In Viola’s work, certain subjects (such as the elements earth, water, air, and fire, landscapes, plants, animals, humans, the artist himself, members of his family) not only appear repeatedly but are, in some cases, obvious references to other own works. One such “strand of themes” (Neumaier) running through Viola’s work are images of people diving into or floating in water, as in installations like Five Angels for the Millennium (2001). In an earlier work, The Reflecting Pool (1979), Viola’s own leap into the water is not completed. Still, Viola regards this process as a “baptism” in its original sense of a process of catharsis or clearing away. For him, “water is such a powerful, obvious symbol of cleansing, and also of birth, rebirth, and even death.”

The work on which the poster motif of the exhibition at the Museum der Moderne Salzburg is based is also part of the artist’s decades-long exploration of the element of water. Sharon (2013) is one of Viola’s “Water Portraits” which are unsettling—as water is not a natural environment for humans—but yet here are dreamers who seem to be content in this watery world and who mysteriously seem to be able to exist without the aid of breath.

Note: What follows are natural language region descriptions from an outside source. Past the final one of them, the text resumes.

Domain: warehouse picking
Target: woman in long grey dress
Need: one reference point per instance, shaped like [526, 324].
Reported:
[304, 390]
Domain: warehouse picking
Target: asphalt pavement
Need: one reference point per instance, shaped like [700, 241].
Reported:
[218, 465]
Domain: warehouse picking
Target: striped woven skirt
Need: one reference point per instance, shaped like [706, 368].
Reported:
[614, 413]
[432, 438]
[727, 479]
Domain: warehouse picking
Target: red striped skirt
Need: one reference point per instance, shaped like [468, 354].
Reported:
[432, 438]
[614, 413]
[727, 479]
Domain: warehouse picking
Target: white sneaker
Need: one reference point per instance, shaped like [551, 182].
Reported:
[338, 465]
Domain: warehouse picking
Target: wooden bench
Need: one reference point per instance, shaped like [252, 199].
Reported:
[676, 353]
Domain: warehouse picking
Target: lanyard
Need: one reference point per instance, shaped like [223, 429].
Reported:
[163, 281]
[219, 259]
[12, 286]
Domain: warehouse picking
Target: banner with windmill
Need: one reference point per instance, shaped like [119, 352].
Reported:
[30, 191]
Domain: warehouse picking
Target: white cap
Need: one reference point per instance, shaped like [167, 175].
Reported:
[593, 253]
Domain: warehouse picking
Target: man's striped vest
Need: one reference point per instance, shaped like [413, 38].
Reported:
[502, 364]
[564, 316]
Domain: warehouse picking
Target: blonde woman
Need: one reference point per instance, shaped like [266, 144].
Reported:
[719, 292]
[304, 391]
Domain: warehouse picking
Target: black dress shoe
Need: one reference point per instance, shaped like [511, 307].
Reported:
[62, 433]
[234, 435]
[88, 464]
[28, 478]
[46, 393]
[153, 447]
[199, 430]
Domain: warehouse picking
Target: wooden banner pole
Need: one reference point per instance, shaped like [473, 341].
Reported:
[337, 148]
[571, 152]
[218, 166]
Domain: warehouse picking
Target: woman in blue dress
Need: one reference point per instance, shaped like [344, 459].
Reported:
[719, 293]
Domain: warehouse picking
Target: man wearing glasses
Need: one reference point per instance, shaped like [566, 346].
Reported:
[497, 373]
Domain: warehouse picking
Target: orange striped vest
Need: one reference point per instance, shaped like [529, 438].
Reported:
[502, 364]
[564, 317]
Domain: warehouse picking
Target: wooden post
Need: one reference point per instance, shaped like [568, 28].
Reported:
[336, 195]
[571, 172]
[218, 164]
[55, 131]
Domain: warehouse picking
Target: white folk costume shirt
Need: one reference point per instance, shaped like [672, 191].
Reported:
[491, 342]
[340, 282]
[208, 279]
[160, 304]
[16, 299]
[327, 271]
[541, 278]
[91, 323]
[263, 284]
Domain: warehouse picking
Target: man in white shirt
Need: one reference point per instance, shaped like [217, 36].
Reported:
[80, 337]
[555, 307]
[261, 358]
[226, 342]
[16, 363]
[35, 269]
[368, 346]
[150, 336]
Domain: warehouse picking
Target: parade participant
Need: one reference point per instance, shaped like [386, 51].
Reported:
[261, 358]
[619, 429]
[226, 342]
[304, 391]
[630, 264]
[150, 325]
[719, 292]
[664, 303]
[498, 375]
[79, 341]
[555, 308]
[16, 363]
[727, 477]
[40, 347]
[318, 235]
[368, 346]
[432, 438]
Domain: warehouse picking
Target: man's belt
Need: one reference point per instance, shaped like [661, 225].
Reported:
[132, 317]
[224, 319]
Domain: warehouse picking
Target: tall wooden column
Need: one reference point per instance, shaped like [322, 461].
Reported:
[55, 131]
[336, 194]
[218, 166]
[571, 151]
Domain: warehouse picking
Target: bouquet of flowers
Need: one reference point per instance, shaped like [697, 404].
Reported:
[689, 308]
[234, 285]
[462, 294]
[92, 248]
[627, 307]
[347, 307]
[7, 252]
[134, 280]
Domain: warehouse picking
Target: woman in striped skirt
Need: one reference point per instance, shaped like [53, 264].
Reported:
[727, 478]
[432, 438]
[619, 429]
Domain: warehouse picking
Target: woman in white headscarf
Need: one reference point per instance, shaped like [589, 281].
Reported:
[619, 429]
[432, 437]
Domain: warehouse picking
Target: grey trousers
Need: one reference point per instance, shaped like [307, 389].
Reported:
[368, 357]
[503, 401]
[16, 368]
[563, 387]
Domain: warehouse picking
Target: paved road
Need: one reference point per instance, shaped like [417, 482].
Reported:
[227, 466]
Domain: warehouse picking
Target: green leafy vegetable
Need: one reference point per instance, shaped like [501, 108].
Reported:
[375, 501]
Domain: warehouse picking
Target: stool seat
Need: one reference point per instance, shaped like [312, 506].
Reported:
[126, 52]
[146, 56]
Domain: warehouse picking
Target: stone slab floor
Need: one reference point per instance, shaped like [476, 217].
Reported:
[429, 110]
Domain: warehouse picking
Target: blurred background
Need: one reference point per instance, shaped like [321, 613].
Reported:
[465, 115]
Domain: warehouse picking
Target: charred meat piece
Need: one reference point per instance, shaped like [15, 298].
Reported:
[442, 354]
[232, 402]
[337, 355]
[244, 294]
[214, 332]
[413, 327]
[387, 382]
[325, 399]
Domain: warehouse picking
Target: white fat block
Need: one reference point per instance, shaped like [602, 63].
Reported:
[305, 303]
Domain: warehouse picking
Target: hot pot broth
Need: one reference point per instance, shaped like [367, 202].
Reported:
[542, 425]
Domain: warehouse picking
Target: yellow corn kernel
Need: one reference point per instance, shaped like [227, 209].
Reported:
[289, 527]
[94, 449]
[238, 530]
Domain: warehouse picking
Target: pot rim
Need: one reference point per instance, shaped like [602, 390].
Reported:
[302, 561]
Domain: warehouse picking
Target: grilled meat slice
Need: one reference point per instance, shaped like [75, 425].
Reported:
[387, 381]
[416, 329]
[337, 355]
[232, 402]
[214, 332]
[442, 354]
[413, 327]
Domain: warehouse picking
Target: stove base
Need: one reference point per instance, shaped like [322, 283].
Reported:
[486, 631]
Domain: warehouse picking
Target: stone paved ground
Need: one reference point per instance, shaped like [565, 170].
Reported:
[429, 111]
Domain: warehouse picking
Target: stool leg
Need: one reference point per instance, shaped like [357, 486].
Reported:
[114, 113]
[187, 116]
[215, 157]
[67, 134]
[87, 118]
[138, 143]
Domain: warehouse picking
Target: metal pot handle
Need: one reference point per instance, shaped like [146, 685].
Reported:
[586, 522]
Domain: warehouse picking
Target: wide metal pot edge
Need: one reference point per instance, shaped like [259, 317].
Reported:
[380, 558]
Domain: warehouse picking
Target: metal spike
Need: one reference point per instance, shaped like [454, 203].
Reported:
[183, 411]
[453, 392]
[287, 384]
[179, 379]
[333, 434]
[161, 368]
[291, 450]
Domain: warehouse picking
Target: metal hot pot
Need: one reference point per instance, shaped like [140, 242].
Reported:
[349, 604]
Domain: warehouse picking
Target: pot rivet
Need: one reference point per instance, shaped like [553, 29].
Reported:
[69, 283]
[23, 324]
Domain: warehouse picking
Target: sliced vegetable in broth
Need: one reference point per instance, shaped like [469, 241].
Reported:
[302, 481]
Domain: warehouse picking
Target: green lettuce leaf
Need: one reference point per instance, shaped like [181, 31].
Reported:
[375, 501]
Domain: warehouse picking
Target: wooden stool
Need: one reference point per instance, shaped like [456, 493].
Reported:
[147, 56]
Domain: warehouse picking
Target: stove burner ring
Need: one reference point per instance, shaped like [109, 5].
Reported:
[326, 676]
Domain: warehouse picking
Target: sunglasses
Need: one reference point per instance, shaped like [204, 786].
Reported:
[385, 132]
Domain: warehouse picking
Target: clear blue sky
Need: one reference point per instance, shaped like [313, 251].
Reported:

Light and brightness as a symbol of yearning figure in the installation Night Vigil (2004–2005), a diptych on two screens mounted side by side. They show a woman and a man, kept apart by darkness in the deep of night, being drawn to each other and to the source of light that illuminates their longing. The motifs in Night Vigil are drawn from a 2005 production of Richard Wagner’s opera Tristan and Isolde at the Opéra Bastille on which Viola collaborated with the director Peter Sellars, the conductor Esa-Pekka Salonen, and his studio manager and creative partner Kira Perov.

“Viewing a work by Bill Viola means to enter a room, or a space”, Otto Neumaier frames it. “Many of Viola’s works are essentially rooms or spaces, and for their proper appreciation it is important to experience them as rooms or spaces. Based on their proportions and other features, they convey various experiences, although in many cases they share a kind of structural simplicity that lends them an almost mystical quality”. In this sense, the grand retrospective of Viola’s oeuvre at the Museum der Moderne Salzburg is an invitation to the visitors to immerse themselves in this great artist’s enveloping video-spaces and explore the novel and unwonted perspectives they open on the big questions of life.